Manufacturing Efficiency
Capacity utilization is maintained at 70-75%. Manufacturing efficiency is supported by prudent working capital management and a debt-free balance sheet.
Strategic Growth
Expected Growth Rate
13-15%
Growth Strategy
Growth will be driven by the 'Performance Solutions' sector and contract manufacturing. The company is investing INR 35-40 Cr in a new long-term contract for non-agro specialty chemicals and expanding biocide capacity to ensure sustained value creation and diversification away from agrochemicals.
Products & Services
Chemical intermediates for agrochemicals, commodity polymers, engineering polymers, soaps, detergents, water-treatment chemicals, and biocides.
Brand Portfolio
Excel Industries Limited.
New Products/Services
New initiatives include a long-term supply contract for a specialty chemical (non-agro) and expanded biocide offerings.
Market Expansion
The company is targeting the non-agro specialty chemical market to reduce sector-specific cyclicality.
Strategic Alliances
The company recently divested its 19.99% stake in associate company Mobitrash Recycle Ventures Private Limited (MRVPL) to Mr. Ashwin C. Shroff.
External Factors
Industry Trends
The chemical industry is seeing a demand revival in specialty segments. Excel is positioning itself by shifting focus toward performance solutions, which are expected to grow faster than traditional agrochemical intermediates.
Competitive Moat
Excel possesses a durable moat through its long-standing legacy as one of India's oldest chemical companies, a diversified product portfolio across pharma and polymers, and a strong debt-free financial structure with INR 223 Cr in unencumbered cash surplus.
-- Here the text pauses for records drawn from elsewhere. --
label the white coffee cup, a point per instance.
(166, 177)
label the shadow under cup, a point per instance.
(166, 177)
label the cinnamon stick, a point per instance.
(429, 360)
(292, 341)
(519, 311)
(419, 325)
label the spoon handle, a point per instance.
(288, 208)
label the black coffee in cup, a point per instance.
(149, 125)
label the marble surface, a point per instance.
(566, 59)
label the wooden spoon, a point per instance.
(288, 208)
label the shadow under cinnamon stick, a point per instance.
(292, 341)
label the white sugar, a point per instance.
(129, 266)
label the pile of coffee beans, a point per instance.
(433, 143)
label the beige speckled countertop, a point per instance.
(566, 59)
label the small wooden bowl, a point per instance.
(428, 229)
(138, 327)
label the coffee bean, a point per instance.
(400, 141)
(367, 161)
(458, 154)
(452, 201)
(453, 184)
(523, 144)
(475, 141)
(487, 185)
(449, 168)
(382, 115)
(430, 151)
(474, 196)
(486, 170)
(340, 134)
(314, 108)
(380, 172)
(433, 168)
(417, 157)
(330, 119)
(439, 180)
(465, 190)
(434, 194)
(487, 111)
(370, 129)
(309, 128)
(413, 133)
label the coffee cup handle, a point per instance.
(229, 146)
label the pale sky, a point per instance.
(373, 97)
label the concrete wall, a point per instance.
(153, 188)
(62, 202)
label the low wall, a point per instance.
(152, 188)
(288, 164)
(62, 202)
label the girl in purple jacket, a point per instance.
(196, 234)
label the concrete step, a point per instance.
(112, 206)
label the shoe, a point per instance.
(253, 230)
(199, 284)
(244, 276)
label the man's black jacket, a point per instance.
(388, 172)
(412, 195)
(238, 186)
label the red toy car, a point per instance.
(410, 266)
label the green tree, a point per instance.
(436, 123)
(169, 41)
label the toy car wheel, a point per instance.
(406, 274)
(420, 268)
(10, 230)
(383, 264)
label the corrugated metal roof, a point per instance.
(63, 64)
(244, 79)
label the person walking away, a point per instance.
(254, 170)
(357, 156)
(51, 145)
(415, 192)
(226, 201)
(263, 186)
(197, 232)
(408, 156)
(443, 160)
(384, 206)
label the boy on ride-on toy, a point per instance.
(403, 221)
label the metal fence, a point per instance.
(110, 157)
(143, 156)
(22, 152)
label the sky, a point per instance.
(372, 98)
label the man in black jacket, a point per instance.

Macro Economic Sensitivity
Highly sensitive to monsoon patterns; an extended monsoon in Q2 FY26 led to subdued demand in the agrochemical segment and a 12.7% QoQ revenue drop.
Geopolitical Risks
Headwinds in export markets have historically impacted volumes, leading to a decline in export share to 20% of total sales.
Regulatory & Governance
Industry Regulations
Operations are subject to standard chemical industry manufacturing standards and pollution norms, though specific new regulatory impacts were not detailed.
Taxation Policy Impact
The effective tax rate for Q2 FY26 was approximately 22.9%, with INR 6.3 Cr tax paid on a Profit Before Tax of INR 27.5 Cr.
Risk Analysis
Key Uncertainties
The primary uncertainty is the 'Negative' outlook on operating performance in the near term, which may result in suboptimal cash generation if agrochemical demand remains subdued.
Geographic Concentration Risk
80% of revenue is concentrated in the Indian domestic market.
Credit & Counterparty Risk
Receivables quality is stable with a trade receivable turnover ratio of 4.88 times in FY 2024-25.